Management is controversial. Most injuries resolve spontaneously and require only supportive care with physical therapy and application of dynamic splints [Hughes et al., 1999]. In a systematic review of brachial plexus surgery, McNeely and Drake [2003] conclude that there is no definitive advantage to surgery over conservative management. Results of surgical intervention were variable, and patients frequently did not regain normal function. They recommend waiting at least 3–6 months before proceeding with surgical intervention. Andersen et al. [2006] reviewed data from nonrandomized studies and these indicated that children with severe injuries do better with surgical repair. Malessy and Pondaag [2009] recommend restricting surgery to severe cases in which spontaneous restoration of function is unlikely to occur (i.e., in neurotmesis or root avulsions).
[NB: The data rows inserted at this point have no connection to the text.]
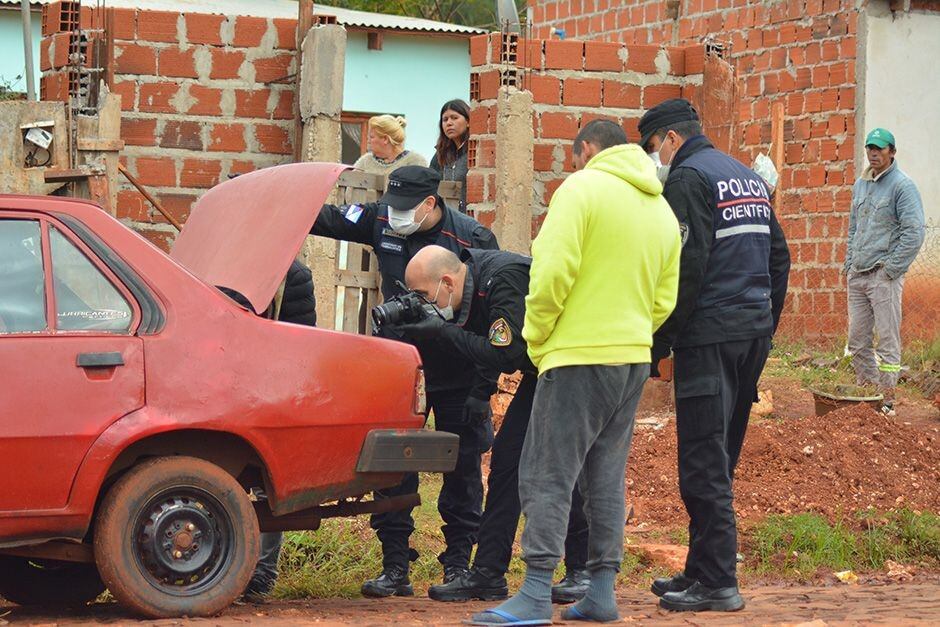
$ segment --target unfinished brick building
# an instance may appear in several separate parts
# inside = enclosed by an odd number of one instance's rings
[[[628,45],[682,46],[710,38],[730,44],[727,58],[737,77],[731,152],[745,163],[770,152],[772,107],[783,104],[777,211],[793,254],[785,331],[844,333],[840,269],[851,184],[865,165],[864,129],[887,126],[899,143],[906,140],[899,160],[920,187],[928,221],[938,224],[940,187],[928,171],[931,159],[912,148],[936,124],[940,105],[936,86],[918,88],[940,58],[940,3],[530,0],[529,7],[534,37],[557,39],[563,32]],[[909,312],[933,309],[916,298],[917,290],[906,290]],[[906,326],[927,322],[911,318]],[[935,335],[936,322],[929,326]]]

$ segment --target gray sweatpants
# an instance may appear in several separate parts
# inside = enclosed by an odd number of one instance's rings
[[[849,353],[859,385],[884,390],[898,384],[901,372],[901,292],[904,277],[890,279],[884,269],[849,272]],[[875,359],[878,338],[879,364]]]
[[[575,482],[588,520],[588,570],[620,569],[624,472],[649,364],[568,366],[539,377],[519,462],[522,559],[561,560]]]

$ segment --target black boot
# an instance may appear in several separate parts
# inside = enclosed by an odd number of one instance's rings
[[[444,583],[450,583],[469,572],[470,569],[465,566],[444,566]]]
[[[692,587],[693,583],[695,583],[694,579],[686,577],[685,573],[679,573],[672,577],[663,577],[662,579],[655,580],[653,585],[650,586],[650,590],[652,590],[653,594],[656,596],[661,597],[667,592],[682,592],[683,590],[688,590]]]
[[[431,586],[428,596],[435,601],[501,601],[509,596],[506,578],[486,568],[473,568],[450,581]]]
[[[587,569],[572,570],[565,578],[552,586],[552,603],[574,603],[587,594],[591,586],[591,574]]]
[[[381,575],[362,584],[362,596],[372,599],[411,597],[414,594],[408,570],[401,566],[389,566]]]
[[[744,599],[737,586],[709,588],[696,581],[687,590],[664,594],[659,606],[674,612],[736,612],[744,607]]]

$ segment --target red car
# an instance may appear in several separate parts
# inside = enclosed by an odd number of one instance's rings
[[[170,256],[91,203],[0,196],[0,596],[213,614],[259,527],[409,505],[360,497],[453,469],[413,347],[256,315],[344,169],[221,184]]]

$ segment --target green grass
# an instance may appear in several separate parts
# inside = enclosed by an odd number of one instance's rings
[[[437,512],[441,481],[441,475],[421,475],[421,506],[413,513],[415,532],[411,536],[411,546],[420,554],[418,561],[411,565],[410,573],[417,594],[423,594],[429,586],[439,583],[443,574],[437,561],[445,546]],[[518,547],[521,532],[522,524],[519,525],[517,545],[506,573],[511,589],[517,588],[525,575],[525,564],[519,557]],[[643,568],[636,555],[625,552],[621,583],[631,581]],[[382,549],[375,532],[369,527],[368,516],[330,518],[324,520],[317,531],[285,534],[279,570],[273,592],[276,598],[358,597],[362,582],[382,571]],[[562,577],[563,572],[563,567],[559,566],[556,580]]]
[[[820,569],[868,571],[887,560],[940,566],[940,517],[908,509],[859,512],[828,522],[818,514],[770,516],[747,530],[748,570],[807,578]]]
[[[807,356],[811,358],[809,363],[805,362]],[[770,357],[772,359],[764,368],[767,375],[798,379],[804,387],[855,383],[852,359],[845,354],[845,338],[837,338],[822,345],[774,340]],[[833,365],[819,367],[814,364],[817,360]],[[910,375],[940,370],[940,338],[903,344],[901,364],[909,369],[909,376],[901,382],[900,387],[916,395],[923,394],[927,390],[909,380]]]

Brachial plexus injuries often resolve spontaneously, but in 5–25 percent of children, there is residual extremity weakness [Andersen et al., 2006; Hughes et al., 1999; McNeely and Drake, 2003; van Ouwerkerk et al., 2000]. In a prospective observational study of the natural history of brachial plexus injuries, Noetzel et al. [2001] found that, for infants who had not recovered antigravity movement at the shoulder at 2 weeks of age, the degree of residual weakness at 6 months was highly predictive of eventual recovery. Permanent weakness or disability was highly likely in those children who had less than antigravity strength in the biceps, triceps, and deltoid muscles, or absence of active wrist extension. From the review by Andersen et al. [2006], it was noted that 75 percent of affected infants recover completely within the first month of life. Permanent impairment and disability are experienced by 25 percent of affected infants. Andersen et al. recommended referral to a multidisciplinary brachial plexus team if a physical examination demonstrated an incomplete recovery by the end of the first month.